続・祈りの巫女57
 あたしはできればずっとリョウと一緒にいて、結婚してリョウの家族になって、そのうち子供が生まれて、いつまでも幸せに暮らせたらいいな、って思ってた。昨日、マイラや母さまにリョウの話を聞いて、そのあとほんの少しだけリョウの本心を見ることができたから、リョウがどんな人なのかは判ったような気がしていたの。小さな頃、リョウは回りの人に自分を理解してもらえなくて、すごく傷ついて、だからシュウの真似をすることで愛される人になろうと思った。シュウの真似は今でも続いてるんだ。だから本当のリョウはまだ小さな男の子のままで、理解されないままで、今でもずっと傷ついているんだ。
 もしもリョウがシュウの真似をして優しい人にならなかったら、あたしはリョウを今みたいには好きにならなかったかもしれない。逆に意地悪で嫌な男の子だと思い続けてたかもしれない。でも、あたしだってだんだん大人になって、マイラや母さまがリョウを理解しようとしたように、リョウを理解しようとしたかもしれないんだ。そして、すごく時間がかかっても、いつかはリョウを好きになったかもしれない。

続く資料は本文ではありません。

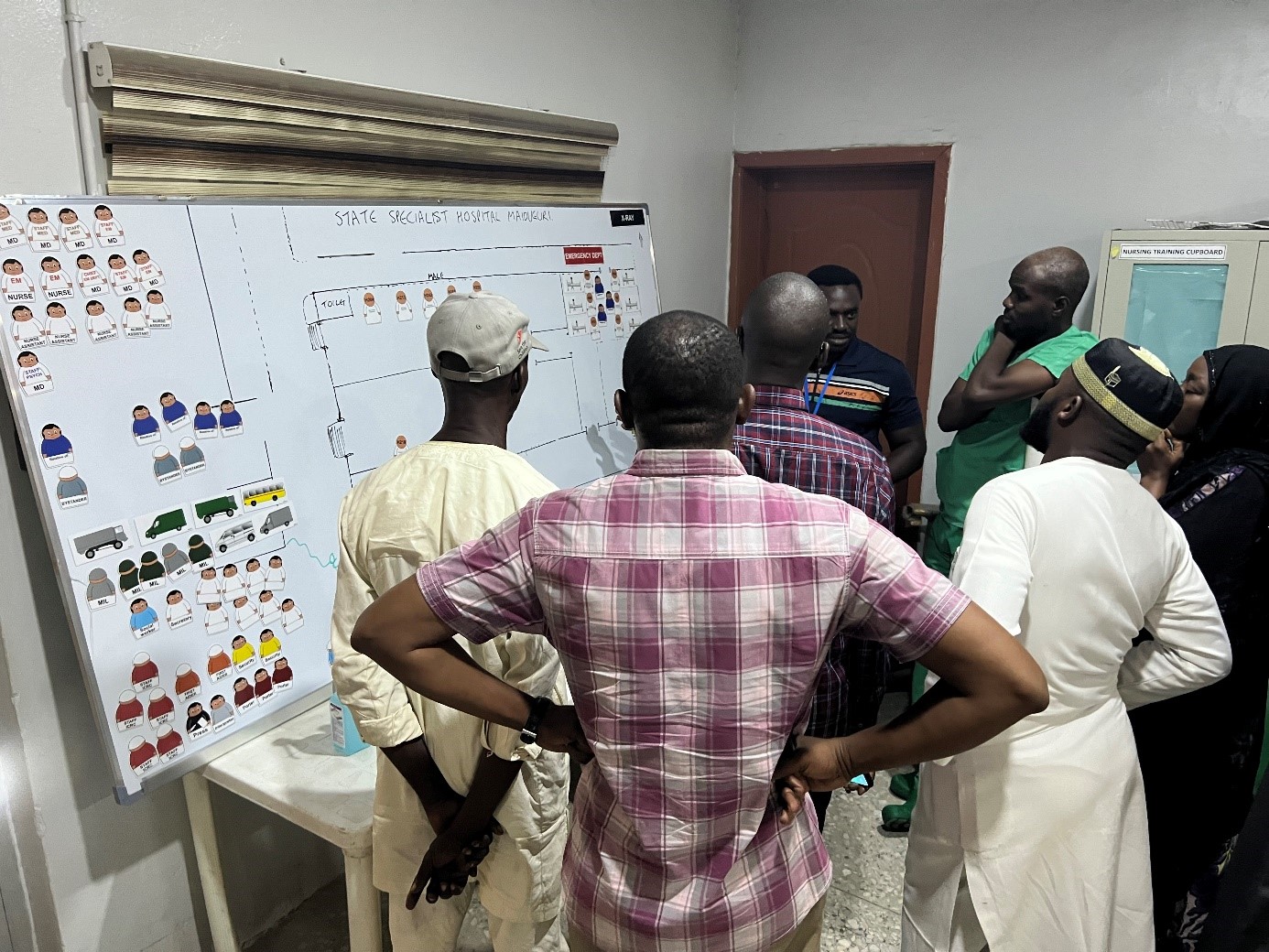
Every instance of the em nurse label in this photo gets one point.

 リョウの心の中には傷ついたままの小さな男の子がいる。あたしのためにあたしのシュウになろうとしてくれたリョウは、傷を癒すチャンスを失ってしまった。大人になっても本当の自分をまわりに見せることができなくなってしまった。小さなリョウを傷つけて、リョウを変えてしまったあたしが、こんどはリョウの傷を癒してあげなければいけないんだ。
 あたしはリョウにたくさんの優しさをもらったんだもん。次はあたしがその優しさをリョウに返す番。本当のリョウのままでいてもリョウはちゃんと愛される人なんだって、あたしが教えてあげなきゃいけないんだ。

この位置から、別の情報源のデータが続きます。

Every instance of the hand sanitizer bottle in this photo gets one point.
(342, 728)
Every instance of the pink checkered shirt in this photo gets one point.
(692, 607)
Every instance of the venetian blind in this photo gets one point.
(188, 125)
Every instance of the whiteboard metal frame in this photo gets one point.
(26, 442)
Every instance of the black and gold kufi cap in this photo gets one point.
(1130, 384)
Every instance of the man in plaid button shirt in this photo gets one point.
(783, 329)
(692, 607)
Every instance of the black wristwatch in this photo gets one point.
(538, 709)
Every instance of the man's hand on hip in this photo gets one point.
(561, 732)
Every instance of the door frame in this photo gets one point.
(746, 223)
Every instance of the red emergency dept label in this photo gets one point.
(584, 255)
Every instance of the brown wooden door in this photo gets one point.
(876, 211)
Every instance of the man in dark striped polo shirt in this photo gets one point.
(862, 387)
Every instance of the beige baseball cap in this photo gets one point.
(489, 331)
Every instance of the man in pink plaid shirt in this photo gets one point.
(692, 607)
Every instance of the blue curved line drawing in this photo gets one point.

 朝、目が覚めてからベッドの中で昨日のことを復習したあと、ようやくあたしは身体を起こした。カーヤはもう起きていたみたいで、台所からは朝食を作る包丁の音が聞こえていた。あたしがドアを開けると、カーヤは振り返って、あたしに微笑んでくれた。
「おはよう、ユーナ。昨日はちゃんと眠れた?」
 そう言ったカーヤは笑顔だったけど、カーヤの方はちゃんと眠れてないことがあたしには判ってしまった。
「おはようカーヤ。あたしはよく眠れたわ。昨日は久しぶりに歩き回ったから疲れちゃってぐっすりよ」
 あたしも、なんとなく本当のことは言わない方がいい気がして、眠りにつくまでにちょっと時間がかかったことは黙っていた。